La tregua tra Israele e Hamas resta estremamente fragile, minacciata da una serie di violazioni e incidenti che hanno riportato la violenza nella Striscia di Gaza. Secondo fonti locali nelle ultime 24 ore, i raid israeliani hanno provocato oltre 100 morti, tra cui 46 bambini e 20 donne, e almeno 253 feriti intrappolati sotto le macerie. L’Idf ha confermato di aver colpito un deposito di armi a Beit Lahia, definendo l’azione un intervento mirato per eliminare una «minaccia terroristica imminente».
La tregua, in vigore dal 10 ottobre, è stata interrotta da nuovi scontri e con la morte di un soldato israeliano nella zona di Rafah.

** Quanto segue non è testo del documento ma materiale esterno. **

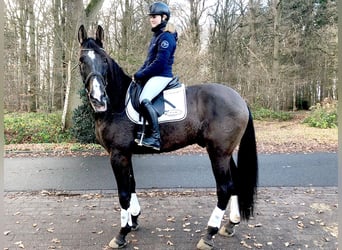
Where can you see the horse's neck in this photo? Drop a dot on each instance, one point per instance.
(118, 83)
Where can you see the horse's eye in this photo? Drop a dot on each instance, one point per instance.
(82, 58)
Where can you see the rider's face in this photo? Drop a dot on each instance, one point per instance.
(155, 20)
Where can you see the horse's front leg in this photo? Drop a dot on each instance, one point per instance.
(123, 171)
(225, 189)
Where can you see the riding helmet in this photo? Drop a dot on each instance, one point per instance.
(160, 8)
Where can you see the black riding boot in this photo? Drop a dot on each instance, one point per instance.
(152, 139)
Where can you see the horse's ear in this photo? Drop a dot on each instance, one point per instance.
(82, 34)
(99, 35)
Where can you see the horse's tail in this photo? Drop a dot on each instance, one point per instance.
(247, 171)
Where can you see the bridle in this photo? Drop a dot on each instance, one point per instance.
(93, 74)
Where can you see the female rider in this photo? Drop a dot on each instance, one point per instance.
(156, 71)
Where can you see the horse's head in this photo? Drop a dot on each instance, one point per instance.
(93, 65)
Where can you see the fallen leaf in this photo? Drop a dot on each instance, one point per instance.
(244, 244)
(56, 241)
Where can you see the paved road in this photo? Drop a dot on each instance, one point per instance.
(163, 171)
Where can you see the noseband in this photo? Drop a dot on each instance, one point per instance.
(93, 74)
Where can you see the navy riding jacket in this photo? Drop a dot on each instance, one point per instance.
(160, 55)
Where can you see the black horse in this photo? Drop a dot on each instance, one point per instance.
(217, 119)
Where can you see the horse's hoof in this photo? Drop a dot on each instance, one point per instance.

Il ministro della Sicurezza israeliano Itamar Ben Gvir ha minacciato il governo di Netanyahu: «Se non smantella Hamas, il governo non ha ragione di esistere». Parallelamente, il ministro della Difesa Israel Katz ha ribadito che nessun leader di Hamas godrà di immunità, sottolineando che decine di comandanti sono stati eliminati nelle recenti operazioni.
L’Onu, attraverso il segretario generale Antonio Guterres, ha condannato gli attacchi israeliani e invitato tutte le parti a rispettare la tregua e a proteggere i civili. La Turchia e altri paesi mediorientali hanno denunciato violazioni della tregua, mentre il presidente Usa Donald Trump ha ribadito che la tregua non è in pericolo. Il conflitto resta intricato e doloroso: la distruzione della vita quotidiana a Gaza, l’interruzione dei servizi sanitari e la questione degli ostaggi rendono evidente la fragilità del cessate il fuoco.
Per una pace duratura, secondo esperti e leader religiosi come il patriarca Pierbattista Pizzaballa, serviranno inclusione, giustizia e una nuova leadership politica, capace di affrontare con concretezza sia la situazione a Gaza sia la questione più ampia della Cisgiordania.